Thiamine supplementation is indicated in cats with ventroflexion of the neck if serum potassium levels are normal. Vit B12 is required for lipoprotein production.

Rule #9 Correct serum potassium

Aggressive attention to and correction of serum hypokalemia is essential; hypokalemia is a negative predictor for survival.. In the hypokalemic state, potassium (K) shifts from inside the cell to extracellular fluid. This parallels an increase in extracellular pH, which causes increases in intracellular ammonia trapping. In cats deficient in arginine, this becomes more severe. One more thing about hypokalemia: hypokalemia alters the threshold of response of neuroreceptors.

Rule #10

Because bile cannaliculi are narrowed, consider using ursidiol. URSODEOXYCHOLIC ACID is a 'synthetic' bile acid, which has a number of hepatoprotective effects. It also provides IgA to proximal duodenum. It requires taurine for conjugation. Uses include any hepatic condition in which cell swelling interferes with bile flow through canaliculi. Cholecystitis with or without sludging of bile is an indication for using ursidiol (Actigal, Ursofalk, 15 mg/kg PO q12-24h). The blood brain barrier permeability is affected by bile acids; this may be another reason why patients on ursidiol feel better. Patients with liver disease may develop gastric vasculopathies due to abnormal gut circulation altering mucosal barrier, permitting gut wall edema and GI ulceration. Remember that GI hemorrhage (or a blood transfusion before surgery) is like a blood meal for these patients, and it affects their nitrogen balance and ammonia handling.

S-adenosyl-L-methionine (SAMe, Denosyl SD4) is a naturally occurring substance in the body. It initiates transmethylation, transsulfuration and aminopropylation. The first pathway contributes to cell membrane fluidity and carnitine synthesis among other actions. Transsulfuration is the process by which glutathione is produced; glutathione is an important component of the antioxident defense system detoxifying xenobiotics and protecting against oxidative injury. Via aminopropylation, SAMe may have anti-inflammatory and analgesic properties as well as assist in protein synthesis.
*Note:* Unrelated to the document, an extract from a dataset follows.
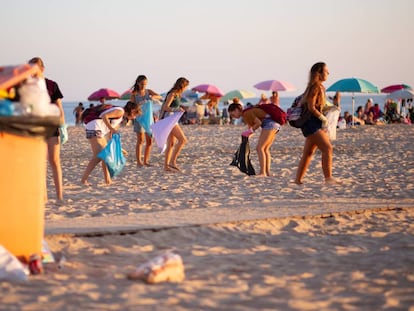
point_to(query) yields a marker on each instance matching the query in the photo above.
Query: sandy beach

All of these actions could be beneficial in supporting resolution of lipidosis. Nevertheless, no studies have been done to date that look at whether incorporation of SAMe improves response to therapy in cats with hepatic lipidosis. Cats with lipidosis or necroinflammatory liver diseases have been shown to have low liver tissue concentrations of glutathione.